Frauen Union Karlsruhe und Ingo Wellenreuther MdB: Gleiche Entlohnung bei Verrichtung gleicher Arbeit bleibt das Ziel

15.03.2019

Zum Equal Pay Day 2019 erklären die Kreisvorsitzende der Frauen Union Karlsruhe, Stadträtin Dr. Rahsan Dogan, und der Karlsruher CDU-Bundestagsabgeordnete Ingo Wellenreuther:

Im Jahr 2018 hat sich am Lohngefälle zwischen Männern und Frauen leider nichts verändert: Wie das Statistische Bundesamt zum Equal Pay Day am 18. März mitteilt, erzielten Frauen branchenübergreifend einen durchschnittlichen Bruttostundenverdienst von 17,09 Euro und damit 21 % weniger als Männer 21,60 Euro.

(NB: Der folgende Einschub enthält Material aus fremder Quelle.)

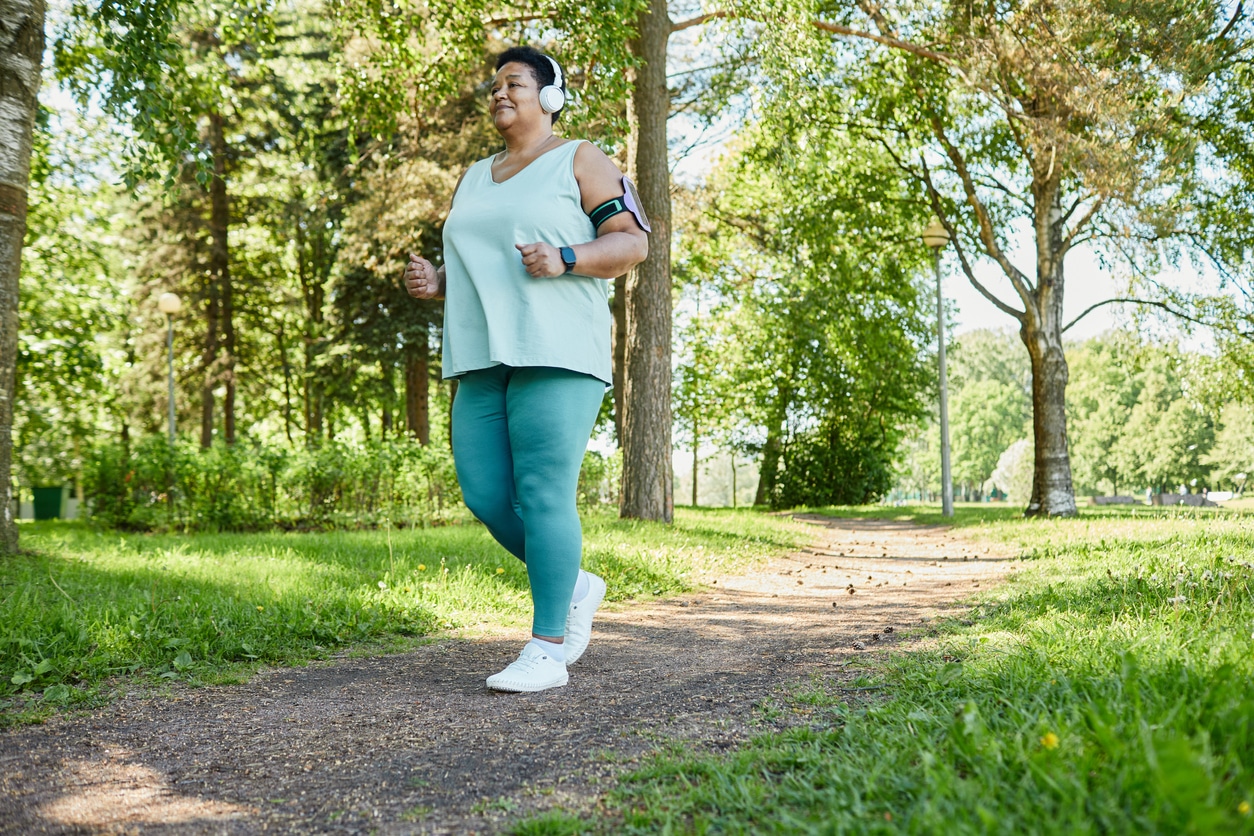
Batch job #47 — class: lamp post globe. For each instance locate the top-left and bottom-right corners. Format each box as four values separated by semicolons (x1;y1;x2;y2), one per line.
923;218;949;249
922;218;953;516
157;293;183;316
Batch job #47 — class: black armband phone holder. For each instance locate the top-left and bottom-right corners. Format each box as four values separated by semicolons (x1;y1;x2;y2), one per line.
588;177;653;232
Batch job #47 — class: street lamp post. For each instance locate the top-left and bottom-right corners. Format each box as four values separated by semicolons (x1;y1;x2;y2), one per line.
923;219;953;516
157;293;183;449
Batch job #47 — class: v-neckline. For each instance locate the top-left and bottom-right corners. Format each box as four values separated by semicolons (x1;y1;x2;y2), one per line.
488;140;571;185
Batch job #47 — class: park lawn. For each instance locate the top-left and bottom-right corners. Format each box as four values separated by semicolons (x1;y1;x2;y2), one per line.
515;508;1254;835
0;509;813;724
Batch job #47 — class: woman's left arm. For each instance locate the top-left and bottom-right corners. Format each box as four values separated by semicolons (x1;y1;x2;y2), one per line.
517;142;648;278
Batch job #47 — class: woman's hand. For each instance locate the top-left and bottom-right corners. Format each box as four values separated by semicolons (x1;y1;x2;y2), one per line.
405;253;444;300
514;242;566;278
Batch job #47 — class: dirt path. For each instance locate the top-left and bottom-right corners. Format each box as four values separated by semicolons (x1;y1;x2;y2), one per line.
0;518;1012;833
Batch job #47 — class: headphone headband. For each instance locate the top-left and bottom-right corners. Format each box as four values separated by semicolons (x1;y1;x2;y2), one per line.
544;55;562;89
539;53;566;113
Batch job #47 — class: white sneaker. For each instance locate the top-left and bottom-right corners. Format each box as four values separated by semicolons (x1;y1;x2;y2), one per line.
564;572;606;664
488;642;568;692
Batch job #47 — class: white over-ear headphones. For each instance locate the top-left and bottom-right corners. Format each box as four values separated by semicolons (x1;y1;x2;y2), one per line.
540;55;566;113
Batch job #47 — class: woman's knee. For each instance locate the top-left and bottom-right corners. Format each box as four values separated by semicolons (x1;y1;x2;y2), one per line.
461;485;518;525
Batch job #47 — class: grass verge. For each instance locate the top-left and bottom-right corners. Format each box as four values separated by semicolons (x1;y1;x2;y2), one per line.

Rund drei Viertel des Verdienstunterschiedes ist strukturbedingt, da Frauen immer noch häufiger in Branchen oder Berufen arbeiten, in denen ein niedriger Lohn bezahlt wird. Aufgrund familiärer Verpflichtungen arbeiten sie auch häufiger als Männer in Teilzeit oder Minijobs und verdienen deshalb im Durchschnitt pro Stunde weniger.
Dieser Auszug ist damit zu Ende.